All traversals share the fs filter set: all, recurse (bool or depth), type, glob/regexp (mutually exclusive), invert, fail.

pyrfs.dir_create

dir_create(path: str, *, mode: int | str = 493, recurse: bool = True) -> FsPath

Create a directory (parents too when recurse); existing dirs are fine.

Vectorized: also accepts an iterable or pandas Series of paths.

Parameters:

Name Type Description Default
path str or PathLike

The directory to create.

required
mode int or str

Permissions for newly created directories (default 0o755); subject to the process umask.

493
recurse bool

Create missing parents too (default True, matching fs — note this differs from the recurse=False default of the listing functions).

True

Returns:

Type Description
FsPath

The created path (chains).

See Also

file_create : The file counterpart. FsPath.mkdir : Fluent equivalent.

Examples:

>>> dir_create("out/plots")
FsPath('out/plots')
>>> dir_exists("out/plots")
True

pyrfs.dir_exists

dir_exists(path: str) -> bool

Whether the path exists and is a directory (follows symlinks).

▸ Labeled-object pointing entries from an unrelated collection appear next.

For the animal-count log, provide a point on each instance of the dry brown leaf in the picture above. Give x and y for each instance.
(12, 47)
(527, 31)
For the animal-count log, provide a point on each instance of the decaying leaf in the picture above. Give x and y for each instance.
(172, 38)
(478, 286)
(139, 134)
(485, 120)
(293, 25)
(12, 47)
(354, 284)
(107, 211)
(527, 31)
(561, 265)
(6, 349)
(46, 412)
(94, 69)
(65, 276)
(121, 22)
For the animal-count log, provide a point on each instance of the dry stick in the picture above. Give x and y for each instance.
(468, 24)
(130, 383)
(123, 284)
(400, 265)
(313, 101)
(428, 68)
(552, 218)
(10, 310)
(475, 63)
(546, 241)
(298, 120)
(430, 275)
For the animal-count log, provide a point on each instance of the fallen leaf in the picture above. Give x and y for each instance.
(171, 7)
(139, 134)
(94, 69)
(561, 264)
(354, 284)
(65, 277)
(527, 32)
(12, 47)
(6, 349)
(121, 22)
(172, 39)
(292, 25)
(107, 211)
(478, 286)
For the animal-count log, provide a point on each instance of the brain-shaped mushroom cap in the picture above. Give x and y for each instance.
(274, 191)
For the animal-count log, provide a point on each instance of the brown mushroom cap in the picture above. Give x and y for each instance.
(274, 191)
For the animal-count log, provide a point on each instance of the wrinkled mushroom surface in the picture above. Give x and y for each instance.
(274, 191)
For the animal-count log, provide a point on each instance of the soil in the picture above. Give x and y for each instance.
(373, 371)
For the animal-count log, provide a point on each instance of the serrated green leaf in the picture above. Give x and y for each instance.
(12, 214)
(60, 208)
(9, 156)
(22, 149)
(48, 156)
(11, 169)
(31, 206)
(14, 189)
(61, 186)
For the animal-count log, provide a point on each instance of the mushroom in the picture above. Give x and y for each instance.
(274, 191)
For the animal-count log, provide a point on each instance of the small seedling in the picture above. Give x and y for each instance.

Vectorized: also accepts an iterable or pandas Series of paths.

See Also

pyrfs.is_dir : Entry-itself (lstat) semantics — a symlink to a directory answers False there but True here.

pyrfs.dir_ls

dir_ls(path: PathInput = '.', *, all: bool = False, recurse: bool | int = False, type: str | Iterable[str] = 'any', glob: str | None = None, regexp: str | None = None, invert: bool = False, fail: bool = True) -> list[FsPath]

List directory entries with the full fs filter set.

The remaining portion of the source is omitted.